The monetary steps could have been prompted by:
n The impact of the change in exchange rate on inflation and fiscal balance going beyond tolerable levels. (As it is the fiscal deficit would be strained by the expenditure on food security and other subsidies.)
n As the banking supervisor, the central bank’s concerns about the impact of a further fall of the rupee on the quality of commercial bank assets, given that the corporate sector has huge unhedged short positions.
n And/or the rupee has depreciated enough to make the tradeables sector of the economy competitive enough to bring down the trade and current account deficit to more manageable levels.
Whatever the underlying rationale, the question is whether the monetary policy steps are enough to stabilize the exchange rate and help attract adequate foreign capital, in one form or another, to finance the deficit. Several pink papers have discussed an International Monetary Fund (IMF) loan, and comparisons are being made with 1991. The fact is that the policy choices for restoring stability to the country’s external account are narrowing rapidly.
The other side is that, in terms of independent analyses of the sustainable exchange rate, the level could be significantly below ₹ 60.
One wonders whether the Reserve Bank of India’s faith in the REER (real effective exchange rate) index, as presently constructed, as a measure of the competitiveness of the tradeables sector, is as grievously wrong as the IMF’s estimate of the fiscal multiplier. It may be recalled that the IMF realized last year that the multiplier (namely the ratio of fiscal compression to nominal GDP change) is not 0.5 as it had assumed, but anywhere from 0.9 to 1.9! Use of mathematical models without clarity about their underlying assumptions and limitations can be highly misleading—and the cost is too often borne by people least able to bear it. Ask the Greeks, for example!

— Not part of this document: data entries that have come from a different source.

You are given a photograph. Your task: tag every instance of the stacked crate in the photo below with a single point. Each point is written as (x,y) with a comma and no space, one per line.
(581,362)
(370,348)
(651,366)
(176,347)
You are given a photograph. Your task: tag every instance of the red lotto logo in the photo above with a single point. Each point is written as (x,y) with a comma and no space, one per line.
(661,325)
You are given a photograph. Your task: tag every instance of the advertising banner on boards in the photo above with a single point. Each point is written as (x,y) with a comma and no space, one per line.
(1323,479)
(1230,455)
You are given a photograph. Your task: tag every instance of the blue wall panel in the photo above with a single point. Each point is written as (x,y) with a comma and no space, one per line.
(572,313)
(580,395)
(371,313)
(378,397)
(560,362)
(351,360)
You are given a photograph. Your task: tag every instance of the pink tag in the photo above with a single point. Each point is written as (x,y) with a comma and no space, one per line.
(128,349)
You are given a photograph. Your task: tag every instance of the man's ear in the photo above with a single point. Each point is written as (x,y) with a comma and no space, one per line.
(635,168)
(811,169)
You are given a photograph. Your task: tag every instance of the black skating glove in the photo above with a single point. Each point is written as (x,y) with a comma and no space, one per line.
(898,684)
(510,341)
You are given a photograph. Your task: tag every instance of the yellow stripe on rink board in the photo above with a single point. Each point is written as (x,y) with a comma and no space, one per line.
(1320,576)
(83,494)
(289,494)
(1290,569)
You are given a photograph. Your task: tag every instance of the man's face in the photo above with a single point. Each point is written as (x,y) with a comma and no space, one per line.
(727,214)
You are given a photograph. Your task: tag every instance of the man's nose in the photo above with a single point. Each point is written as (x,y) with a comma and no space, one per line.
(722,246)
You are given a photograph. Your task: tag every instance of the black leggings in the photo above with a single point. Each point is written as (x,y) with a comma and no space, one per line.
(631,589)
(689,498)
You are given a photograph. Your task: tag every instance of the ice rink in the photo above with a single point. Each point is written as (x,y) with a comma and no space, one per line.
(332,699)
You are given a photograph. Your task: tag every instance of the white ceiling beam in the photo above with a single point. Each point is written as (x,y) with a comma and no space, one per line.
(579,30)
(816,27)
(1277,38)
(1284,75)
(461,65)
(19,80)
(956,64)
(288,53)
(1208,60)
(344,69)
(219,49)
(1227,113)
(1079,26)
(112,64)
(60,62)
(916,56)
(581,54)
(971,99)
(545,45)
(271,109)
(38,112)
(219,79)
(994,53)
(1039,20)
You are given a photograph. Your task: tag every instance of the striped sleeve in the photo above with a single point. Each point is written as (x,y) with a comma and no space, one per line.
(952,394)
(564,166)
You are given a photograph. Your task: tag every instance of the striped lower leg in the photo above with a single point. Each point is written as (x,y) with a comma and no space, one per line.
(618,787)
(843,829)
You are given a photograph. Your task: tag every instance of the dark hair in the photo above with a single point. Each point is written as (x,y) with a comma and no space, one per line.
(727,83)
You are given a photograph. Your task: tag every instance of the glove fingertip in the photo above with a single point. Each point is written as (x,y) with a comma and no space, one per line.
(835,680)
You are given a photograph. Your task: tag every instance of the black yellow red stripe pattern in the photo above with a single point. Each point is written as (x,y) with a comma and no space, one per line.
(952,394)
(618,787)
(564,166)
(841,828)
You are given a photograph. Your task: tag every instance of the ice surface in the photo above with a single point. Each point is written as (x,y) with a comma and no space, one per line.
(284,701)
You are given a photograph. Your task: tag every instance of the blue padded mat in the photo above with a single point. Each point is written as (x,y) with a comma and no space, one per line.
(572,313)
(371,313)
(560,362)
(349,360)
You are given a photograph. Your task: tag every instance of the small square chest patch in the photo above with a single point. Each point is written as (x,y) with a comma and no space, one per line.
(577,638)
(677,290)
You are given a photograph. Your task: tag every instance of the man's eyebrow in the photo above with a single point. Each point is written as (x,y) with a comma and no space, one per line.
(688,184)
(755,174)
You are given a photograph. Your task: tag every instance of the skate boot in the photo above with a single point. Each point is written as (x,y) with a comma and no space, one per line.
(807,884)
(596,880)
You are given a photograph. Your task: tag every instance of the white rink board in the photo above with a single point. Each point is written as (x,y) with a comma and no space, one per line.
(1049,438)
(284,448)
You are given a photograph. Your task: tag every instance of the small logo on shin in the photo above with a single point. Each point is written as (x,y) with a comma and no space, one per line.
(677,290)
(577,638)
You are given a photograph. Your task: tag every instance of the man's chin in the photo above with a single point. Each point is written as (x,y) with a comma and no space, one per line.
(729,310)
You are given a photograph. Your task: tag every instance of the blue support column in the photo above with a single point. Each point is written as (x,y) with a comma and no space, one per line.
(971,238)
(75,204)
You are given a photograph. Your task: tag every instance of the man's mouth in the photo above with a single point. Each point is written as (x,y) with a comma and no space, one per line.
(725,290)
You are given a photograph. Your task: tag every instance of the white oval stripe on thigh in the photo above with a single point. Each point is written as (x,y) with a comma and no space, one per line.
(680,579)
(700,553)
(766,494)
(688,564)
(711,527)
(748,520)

This apart, even if stability is achieved for a while (which seems unlikely), will it lead to capital inflows on the scale needed to finance the current account deficit? (Given the time lag between change in the exchange rate and its impact on trade, it is unlikely that the current year’s deficits would be much lower than last year’s.) One is not very bullish—for several reasons. The higher interest rates would surely lead to slower growth. As it is, the Q1 corporate results suggest that profitability is under pressure thanks to the slowdown. Is this an attractive scenario for portfolio inflows in the equity market? As for inflows in the debt market, my impression is that moneys come only at the short end and if the arbitrage between the interest rates and forward margin is attractive, which today it is not. What about foreign direct investment (FDI)? In the last two weeks alone, Posco and ArcelorMittal have withdrawn from two major steel projects; Bharti-Walmart has given up leases on 17 properties acquired for its foray in retail business; and faced with a demand of ₹ 800 crore for additional price of the land it acquired more than a decade back, the managing director of Maruti Suzuki has said, “I have never heard of such kind of a thing in any country." (Times of India, 29 July).

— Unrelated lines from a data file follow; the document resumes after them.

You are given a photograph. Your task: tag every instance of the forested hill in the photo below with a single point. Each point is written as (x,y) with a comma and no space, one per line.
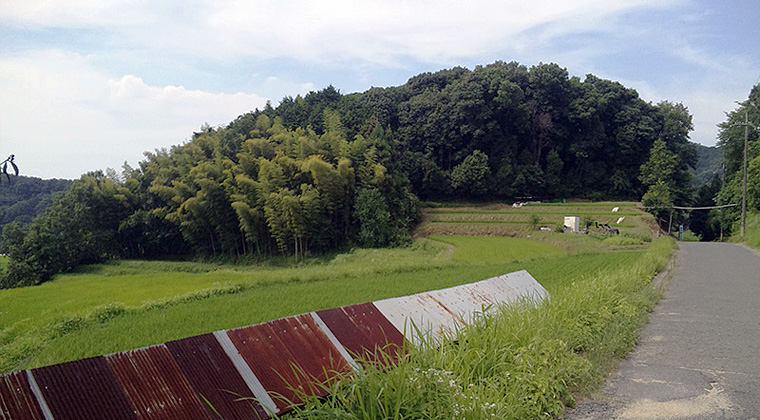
(329,170)
(505,130)
(709,164)
(23,198)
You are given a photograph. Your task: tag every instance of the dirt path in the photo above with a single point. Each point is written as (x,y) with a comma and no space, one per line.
(699,356)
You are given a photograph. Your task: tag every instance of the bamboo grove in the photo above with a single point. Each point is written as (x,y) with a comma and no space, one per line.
(328,170)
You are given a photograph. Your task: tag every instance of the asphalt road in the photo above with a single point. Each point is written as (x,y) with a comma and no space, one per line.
(699,356)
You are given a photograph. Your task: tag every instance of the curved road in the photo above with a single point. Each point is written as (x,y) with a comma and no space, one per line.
(699,356)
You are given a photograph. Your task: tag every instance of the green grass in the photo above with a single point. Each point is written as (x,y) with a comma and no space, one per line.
(540,212)
(751,231)
(498,219)
(112,308)
(520,362)
(495,250)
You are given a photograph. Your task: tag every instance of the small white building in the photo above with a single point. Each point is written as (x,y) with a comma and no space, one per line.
(573,223)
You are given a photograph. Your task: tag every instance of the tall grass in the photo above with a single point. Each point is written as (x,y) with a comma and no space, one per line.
(359,276)
(522,361)
(751,231)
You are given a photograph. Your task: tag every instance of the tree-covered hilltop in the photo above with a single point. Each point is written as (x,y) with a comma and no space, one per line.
(544,134)
(727,189)
(328,170)
(234,191)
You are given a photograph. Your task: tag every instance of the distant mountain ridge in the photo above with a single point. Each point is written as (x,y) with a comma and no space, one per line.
(709,164)
(23,198)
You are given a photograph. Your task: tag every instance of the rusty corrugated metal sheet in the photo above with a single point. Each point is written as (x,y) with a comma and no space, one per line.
(17,402)
(214,377)
(155,385)
(363,330)
(289,353)
(443,311)
(83,389)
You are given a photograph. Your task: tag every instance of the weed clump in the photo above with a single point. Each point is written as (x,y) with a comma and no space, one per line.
(517,361)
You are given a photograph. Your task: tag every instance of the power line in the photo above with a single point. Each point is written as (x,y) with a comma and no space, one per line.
(689,208)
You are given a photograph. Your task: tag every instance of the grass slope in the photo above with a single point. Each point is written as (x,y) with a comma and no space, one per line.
(113,308)
(518,362)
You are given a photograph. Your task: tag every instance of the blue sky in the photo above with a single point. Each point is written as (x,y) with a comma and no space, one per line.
(90,84)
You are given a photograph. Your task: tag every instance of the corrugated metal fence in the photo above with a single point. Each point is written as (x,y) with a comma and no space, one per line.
(248,372)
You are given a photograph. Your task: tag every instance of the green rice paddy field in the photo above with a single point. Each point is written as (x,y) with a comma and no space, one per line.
(128,304)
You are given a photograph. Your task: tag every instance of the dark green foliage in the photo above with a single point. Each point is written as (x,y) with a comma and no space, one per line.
(709,165)
(254,187)
(700,222)
(373,217)
(287,179)
(79,228)
(545,134)
(472,177)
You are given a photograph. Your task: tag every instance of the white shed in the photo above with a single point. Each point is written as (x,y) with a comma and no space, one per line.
(573,223)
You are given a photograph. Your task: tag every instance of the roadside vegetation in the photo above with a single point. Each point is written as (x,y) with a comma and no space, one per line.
(520,361)
(752,231)
(120,305)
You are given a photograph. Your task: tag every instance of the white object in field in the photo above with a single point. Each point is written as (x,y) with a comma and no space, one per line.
(573,223)
(432,315)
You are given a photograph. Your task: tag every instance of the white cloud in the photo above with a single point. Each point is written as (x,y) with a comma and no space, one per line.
(63,117)
(76,13)
(385,31)
(326,32)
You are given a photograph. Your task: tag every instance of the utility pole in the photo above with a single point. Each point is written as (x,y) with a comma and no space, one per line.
(744,182)
(746,125)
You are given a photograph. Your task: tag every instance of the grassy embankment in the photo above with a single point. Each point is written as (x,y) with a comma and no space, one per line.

Would higher domestic interest rates encourage external commercial borrowings (ECB) because of the more attractive interest differential? The fact is that, in recent years, the “animal spirits" of entrepreneurs have died and, with a slowing economy, few fresh projects are being launched in the country. Also, throwing open the ECB window for more and more businesses with no natural hedges to the currency risk, can only further strain the quality of bank assets. And, given the huge gap between the long and short currency positions of the corporate world, there is no way these can be hedged in the domestic market.
On a broader issue, when floating exchange rates came into being in the 1970s, Dani Rodrik attributed the volatility to differences in monetary policies in different countries. The logic was that a tight monetary policy decreases the supply of the currency and by the basic demand-supply logic the currency appreciates, and vice versa. Howsoever elegant the thesis seemed then, 25 years later, Kenneth Rogoff described it as an “empirical bust".
Coming back to floating exchange rates, the theoretical justification is the efficient market hypothesis. Robert Shiller (author of Irrational Exuberance) criticized the efficient-market hypothesis as “the most remarkable error in the history of economic theory" a long time back. As John Kay wrote recently (Financial Times, 17 July), “In the past decade, the efficient market hypothesis has been mugged by reality." Obviously not in the minds of our policymakers! To quote Reinhart and Rogoff (This Time is Different: Eight Centuries of Financial Folly), their belief perhaps is “that financial crises are things that happen to other people in other countries at other times; crises do not happen to us, here and now. We are doing things better, we are smarter, we have learned from past mistakes". Have we?
A.V. Rajwade is a risk management consultant, columnist and author.